I have been educated to take the naturalistic fallacy seriously, even though I thought it was a bit of bunk, because some smart and good men espouse it.  You write in both popular and specialist venues.  In one of your more popular articles, I notice you make short shrift of the fallacy.  Do you treat it briefly because you consider it a simple, albeit serious, mistake, or just because of the audience?  If it is really simple, then why do those smart and good men err?

Reply:

Like you, I was educated to believe that deriving an is from an ought is invalid.  Just because so much has been written about why this “naturalistic fallacy” is not a fallacy, by thinkers like Peter Geach, Ralph McInerny, Anthony Lisska, and Robert Koons, I don’t think I need to explain at great length.  I’ve also found that sometimes saying too much obscures the point rather than clarifying it, no matter what the venue.  But I do think the error is simple.

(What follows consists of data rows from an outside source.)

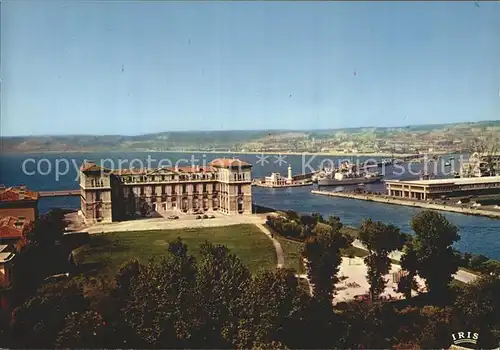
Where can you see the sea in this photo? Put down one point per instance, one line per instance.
(59, 171)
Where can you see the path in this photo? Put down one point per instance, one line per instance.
(461, 275)
(277, 245)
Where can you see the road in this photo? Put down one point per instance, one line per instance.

Yes, some smart and good thinkers espouse it.  We all commit many errors; they would say I am committing one now.  In general, to attain a single insight, one must unlearn a dozen mistakes.  I say a dozen, but that’s if one is lucky.

It seems to me that “Is does not entail ought” is a claim about ontology, disguised as a claim about logic.  I can’t see why anyone should accept it unless he denies that things have real moral properties.  In that case he will say that is statements describe facts, ought statements express attitudes toward facts, and nothing about the facts could ever make any attitudes unfitting.

But this is absurd.  “Seeing is the function of the eye” is an is statement.  But to assert it is to hold that eyes that see well are good eyes, and eyes that see poorly are bad eyes.  And since “good” means what ought to be furthered, we ought to help bad eyes see better.

Again, “Arsenic is a poison” is an is statement.  But to assert it is to hold that arsenic injures the natural good of health.  And since evil means what ought to be avoided, we ought to keep arsenic off our tables.

Christian Smith helpfully remarks, “the descriptive observation is first made that is and ought belong to different orders, from which is then derived the normative injunction that we should keep them separate.  But if we really cannot get an ought from an is, where did that injunction come from?”